電影結束。
我如蒙大赦,逃一般飛奔出電影院。
夜風襲來。
我臉上的燥熱消了下去。
轉過身去看追上來的江舫。
板起臉道︰「你故意的。」
江舫無辜︰「故意什麼?」
我冷笑︰「你根本就不怕鬼。」
江舫靜了兩秒,沒有否認,坦率地點頭說︰
「我確實不怕鬼。」
我張了張嘴。
卻沒能說出話。
因為我以為江舫會狡辯。
我肚子里的話全都針對江舫狡辯的。
可江舫不按劇本走。
「我想抱你。」江舫上前兩步,我應該後退,可沒有後退,因為兩只腳不听我的命令,它們生了根般扎在原地,江舫伸手理我亂掉的衣服,笑著說,「可你不讓我抱,我只能帶你來看恐怖片,裝作怕鬼撲進你懷里。」
我︰「……」
江舫真的好會。
我感覺自己明天要去一下醫院。
因為胸腔內的心髒總跳得過快。
我懷疑它早晚會月兌離控制,沖出我的胸膛跳到江舫懷里。
我的兩只腳終于接收到我的命令。
往後退了兩步。
「時候不早了,」我的聲音很冷,可我的臉卻很沒有出息,雖然看不到,可我確定我的臉很紅,「我該回家了。
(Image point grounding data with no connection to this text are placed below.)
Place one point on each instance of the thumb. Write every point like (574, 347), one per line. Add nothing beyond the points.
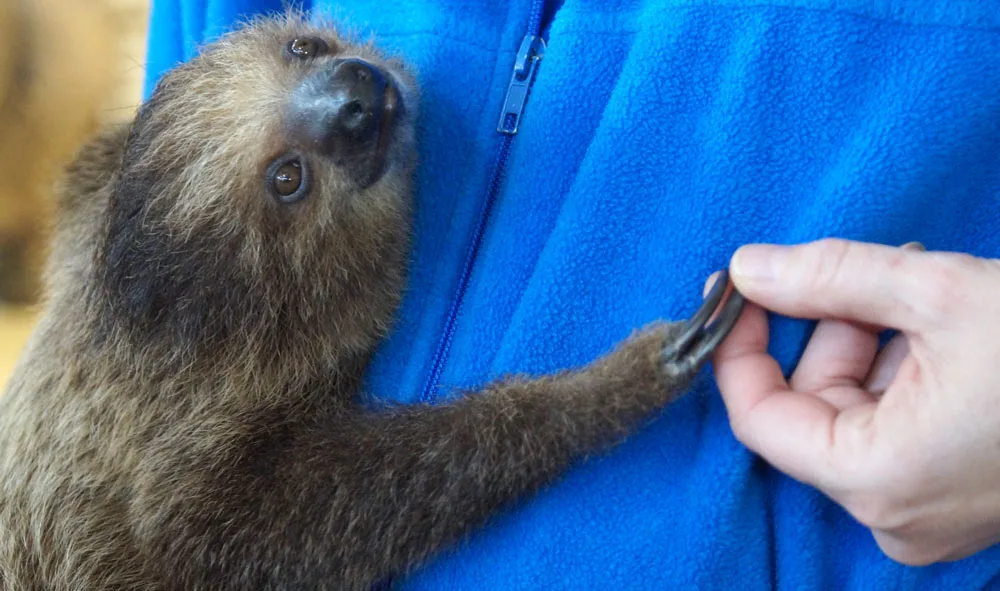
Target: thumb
(832, 279)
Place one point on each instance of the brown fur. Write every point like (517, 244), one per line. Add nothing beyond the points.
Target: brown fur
(185, 416)
(55, 73)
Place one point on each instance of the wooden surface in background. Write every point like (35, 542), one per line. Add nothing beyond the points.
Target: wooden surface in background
(130, 18)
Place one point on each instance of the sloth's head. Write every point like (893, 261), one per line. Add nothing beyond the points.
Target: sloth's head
(262, 199)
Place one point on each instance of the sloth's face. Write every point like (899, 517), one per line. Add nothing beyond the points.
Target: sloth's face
(266, 181)
(289, 117)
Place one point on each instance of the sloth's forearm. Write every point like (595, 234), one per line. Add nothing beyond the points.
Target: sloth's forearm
(413, 480)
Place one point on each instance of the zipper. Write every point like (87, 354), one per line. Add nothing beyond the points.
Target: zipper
(526, 64)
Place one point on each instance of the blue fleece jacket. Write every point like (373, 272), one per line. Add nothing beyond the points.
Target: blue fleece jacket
(658, 137)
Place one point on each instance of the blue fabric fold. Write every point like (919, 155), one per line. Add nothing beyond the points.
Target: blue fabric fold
(660, 136)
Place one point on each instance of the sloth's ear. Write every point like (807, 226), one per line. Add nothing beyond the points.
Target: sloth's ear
(92, 168)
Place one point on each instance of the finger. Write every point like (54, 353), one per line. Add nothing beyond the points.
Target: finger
(800, 434)
(835, 362)
(886, 365)
(833, 279)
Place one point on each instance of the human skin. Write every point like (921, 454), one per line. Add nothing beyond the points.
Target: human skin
(906, 439)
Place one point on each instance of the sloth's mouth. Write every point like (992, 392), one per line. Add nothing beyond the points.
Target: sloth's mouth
(392, 110)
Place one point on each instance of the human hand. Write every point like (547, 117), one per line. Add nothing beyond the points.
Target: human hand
(906, 440)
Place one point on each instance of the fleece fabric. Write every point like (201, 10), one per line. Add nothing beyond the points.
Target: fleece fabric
(659, 136)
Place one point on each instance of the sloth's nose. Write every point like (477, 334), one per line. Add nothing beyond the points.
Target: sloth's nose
(338, 110)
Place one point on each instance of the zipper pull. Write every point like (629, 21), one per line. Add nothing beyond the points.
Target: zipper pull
(525, 66)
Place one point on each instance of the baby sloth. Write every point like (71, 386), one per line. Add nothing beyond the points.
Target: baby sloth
(186, 415)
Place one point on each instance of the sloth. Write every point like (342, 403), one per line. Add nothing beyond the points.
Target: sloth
(188, 413)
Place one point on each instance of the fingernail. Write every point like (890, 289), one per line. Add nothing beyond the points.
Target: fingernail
(758, 262)
(709, 284)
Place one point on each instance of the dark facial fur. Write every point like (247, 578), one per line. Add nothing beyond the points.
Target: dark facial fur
(184, 416)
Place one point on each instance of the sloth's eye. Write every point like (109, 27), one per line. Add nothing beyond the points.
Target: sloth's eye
(288, 180)
(306, 47)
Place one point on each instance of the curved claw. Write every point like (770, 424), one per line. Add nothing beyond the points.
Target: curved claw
(689, 350)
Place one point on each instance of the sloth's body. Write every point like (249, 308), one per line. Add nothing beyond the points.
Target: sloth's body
(185, 415)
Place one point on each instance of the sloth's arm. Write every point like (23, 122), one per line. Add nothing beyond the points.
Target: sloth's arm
(351, 497)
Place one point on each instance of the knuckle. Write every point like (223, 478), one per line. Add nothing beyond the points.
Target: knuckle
(910, 552)
(947, 287)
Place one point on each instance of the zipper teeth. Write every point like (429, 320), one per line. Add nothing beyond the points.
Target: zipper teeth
(448, 334)
(444, 346)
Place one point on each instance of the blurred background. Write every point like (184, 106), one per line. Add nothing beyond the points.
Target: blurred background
(97, 52)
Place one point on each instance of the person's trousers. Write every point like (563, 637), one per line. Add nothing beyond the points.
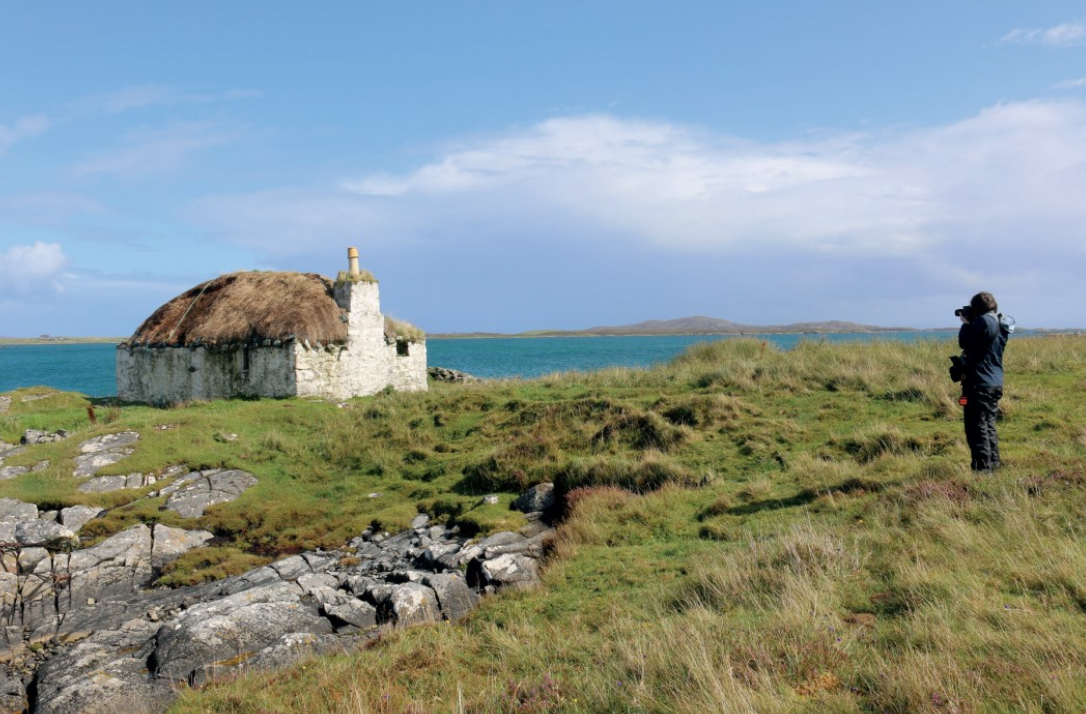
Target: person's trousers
(982, 408)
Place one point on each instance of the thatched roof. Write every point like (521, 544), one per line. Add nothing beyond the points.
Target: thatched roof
(248, 307)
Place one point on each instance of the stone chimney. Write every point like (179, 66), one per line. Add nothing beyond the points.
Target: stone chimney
(352, 261)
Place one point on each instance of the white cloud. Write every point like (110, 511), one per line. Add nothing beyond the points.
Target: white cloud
(1009, 170)
(153, 151)
(29, 268)
(1065, 35)
(138, 97)
(1071, 84)
(24, 128)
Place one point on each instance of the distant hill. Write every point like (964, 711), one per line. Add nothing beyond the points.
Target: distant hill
(697, 325)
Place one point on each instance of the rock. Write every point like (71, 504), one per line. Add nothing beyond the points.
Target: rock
(198, 638)
(108, 441)
(34, 436)
(413, 603)
(538, 498)
(89, 463)
(353, 612)
(105, 484)
(312, 581)
(12, 511)
(76, 516)
(12, 472)
(102, 451)
(292, 567)
(193, 498)
(444, 374)
(509, 571)
(115, 566)
(285, 651)
(45, 533)
(167, 543)
(105, 674)
(454, 596)
(504, 539)
(12, 692)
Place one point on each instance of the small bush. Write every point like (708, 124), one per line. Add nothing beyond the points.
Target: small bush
(652, 472)
(513, 467)
(641, 430)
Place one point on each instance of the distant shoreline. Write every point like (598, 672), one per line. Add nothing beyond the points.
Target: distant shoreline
(61, 340)
(538, 334)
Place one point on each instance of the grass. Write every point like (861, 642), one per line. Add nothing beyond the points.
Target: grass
(747, 530)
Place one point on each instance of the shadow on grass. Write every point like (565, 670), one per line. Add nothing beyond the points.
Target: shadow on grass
(806, 497)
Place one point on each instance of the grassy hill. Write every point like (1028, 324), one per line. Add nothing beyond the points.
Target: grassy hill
(697, 325)
(746, 529)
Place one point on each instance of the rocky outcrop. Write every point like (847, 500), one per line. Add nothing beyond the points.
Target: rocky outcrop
(444, 374)
(539, 498)
(191, 495)
(89, 636)
(102, 451)
(34, 436)
(105, 484)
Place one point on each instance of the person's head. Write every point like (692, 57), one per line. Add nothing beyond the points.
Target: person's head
(982, 303)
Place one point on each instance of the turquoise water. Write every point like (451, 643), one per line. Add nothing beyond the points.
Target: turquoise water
(89, 368)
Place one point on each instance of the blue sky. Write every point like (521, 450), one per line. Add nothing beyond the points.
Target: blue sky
(518, 165)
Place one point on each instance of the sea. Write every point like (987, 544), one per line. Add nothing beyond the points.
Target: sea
(89, 368)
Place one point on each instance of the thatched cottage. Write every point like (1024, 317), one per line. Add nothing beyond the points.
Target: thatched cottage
(260, 334)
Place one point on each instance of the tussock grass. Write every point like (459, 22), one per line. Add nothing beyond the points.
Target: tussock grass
(745, 530)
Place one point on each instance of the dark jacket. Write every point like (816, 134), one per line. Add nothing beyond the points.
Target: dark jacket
(982, 341)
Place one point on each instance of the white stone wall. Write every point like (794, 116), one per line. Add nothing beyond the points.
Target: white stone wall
(365, 365)
(177, 374)
(407, 372)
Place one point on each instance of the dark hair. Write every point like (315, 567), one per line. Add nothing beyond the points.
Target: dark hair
(983, 302)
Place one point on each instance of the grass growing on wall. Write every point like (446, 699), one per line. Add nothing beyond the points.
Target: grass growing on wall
(748, 530)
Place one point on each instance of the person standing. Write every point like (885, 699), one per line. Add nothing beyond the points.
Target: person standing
(982, 338)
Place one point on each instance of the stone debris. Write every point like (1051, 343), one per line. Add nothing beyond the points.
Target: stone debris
(538, 499)
(12, 472)
(191, 495)
(444, 374)
(76, 516)
(105, 640)
(41, 533)
(9, 450)
(34, 436)
(102, 451)
(167, 543)
(105, 484)
(106, 441)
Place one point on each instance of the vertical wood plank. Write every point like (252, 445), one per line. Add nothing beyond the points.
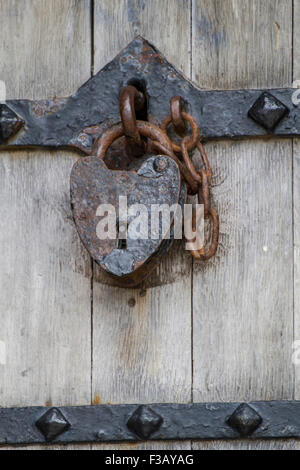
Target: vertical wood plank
(142, 338)
(296, 195)
(45, 275)
(243, 298)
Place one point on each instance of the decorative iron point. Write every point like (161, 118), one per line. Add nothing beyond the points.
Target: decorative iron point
(245, 420)
(77, 121)
(168, 421)
(268, 111)
(10, 123)
(52, 424)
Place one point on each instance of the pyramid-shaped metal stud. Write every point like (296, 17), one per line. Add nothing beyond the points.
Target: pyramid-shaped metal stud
(52, 424)
(245, 420)
(144, 422)
(268, 111)
(10, 123)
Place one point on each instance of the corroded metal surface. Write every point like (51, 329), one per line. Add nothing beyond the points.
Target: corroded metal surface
(113, 423)
(93, 184)
(77, 121)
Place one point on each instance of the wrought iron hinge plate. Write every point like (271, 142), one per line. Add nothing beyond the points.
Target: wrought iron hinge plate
(77, 121)
(111, 423)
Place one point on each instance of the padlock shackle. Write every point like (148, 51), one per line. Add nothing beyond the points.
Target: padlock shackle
(145, 128)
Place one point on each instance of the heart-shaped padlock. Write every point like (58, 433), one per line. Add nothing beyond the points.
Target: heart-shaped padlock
(96, 190)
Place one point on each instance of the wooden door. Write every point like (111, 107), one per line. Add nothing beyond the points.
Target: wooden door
(220, 331)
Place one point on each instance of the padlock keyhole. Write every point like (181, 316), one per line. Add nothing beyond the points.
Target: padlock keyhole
(122, 235)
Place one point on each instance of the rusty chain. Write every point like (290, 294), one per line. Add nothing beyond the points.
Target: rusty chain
(197, 182)
(201, 180)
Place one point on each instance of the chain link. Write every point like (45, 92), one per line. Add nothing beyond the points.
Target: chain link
(198, 182)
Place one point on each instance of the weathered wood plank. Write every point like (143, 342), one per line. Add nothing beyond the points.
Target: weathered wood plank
(142, 338)
(296, 195)
(45, 275)
(240, 44)
(243, 299)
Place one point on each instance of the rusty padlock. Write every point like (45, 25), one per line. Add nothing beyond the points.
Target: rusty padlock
(155, 180)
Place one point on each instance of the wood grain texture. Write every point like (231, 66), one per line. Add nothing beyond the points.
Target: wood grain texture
(243, 299)
(296, 195)
(276, 444)
(142, 338)
(45, 276)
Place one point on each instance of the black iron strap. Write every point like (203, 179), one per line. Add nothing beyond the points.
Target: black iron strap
(109, 423)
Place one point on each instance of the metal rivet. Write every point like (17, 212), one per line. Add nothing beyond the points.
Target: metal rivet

」
江舫上前︰「我送——」
我伸手阻止江舫靠近。
「不用。」我拒絕江舫的好意,一邊說一邊往街邊走,「我自己打車回去。」
原本只是去市圖書館。
可稀里糊涂地吃了飯。
又暈暈乎乎地看了電影。
再要你送,肯定會黏糊。
我坐上出租車,從窗戶里看車外滿臉不舍的江舫,無視心底的悸動,擺了擺手︰「再見。」
半小時後。
我回到家。
爸媽不在。
家里只有我一個人。
以往我會感到自在。
可現在……我感覺家里有點空。
我沖上樓梯回到臥房。
叮咚。
是江舫。
「到家了嗎?」
我打字回復︰「已經到了。」
我抽掉腰間的皮帶,啪啪啪打字︰「我去洗澡了。」
手機扔進被子。
月兌掉褲子穿上拖鞋,轉身兩步走向衣櫃。
拿出睡衣去浴室。
叮咚。
還是江舫。
「我不洗澡。」
我擰起眉。
去了那麼多地方,身上,衣服上肯定沾了不少灰。
怎麼能不洗澡?
江舫……這麼髒?
叮咚。
江舫︰「我好不容易才抱到你,不能洗澡。」
我的手重重抖了一下。
手機從我手里飛出。
在空中劃過一道優美的拋物線,然後砸進被子。
踏馬!
變態嗎?!
我大步沖進浴室。
伸手去擰淋浴開關。
卻緊急剎車。
我站了好一會兒,然後神經質地埋下頭。
聞自己身上的味道。
汗味。
沒有江舫的味道。
我狠狠擰開淋浴開關。
想江舫絕對是變態。
什麼「我好不容易抱到你,不能洗澡」。
太變態了!
不行。
我要離江舫遠一點。
不能被變態纏上。
我才十八歲,才剛成年,還有大好的青春跟美好的未來,千萬不能跟變態在一起。
我洗完澡回到臥房,撈過被子里的手機。
江舫沒有再發消息。
我打了個寒噤。
手指敲戳屏幕,刪除江舫這個變態。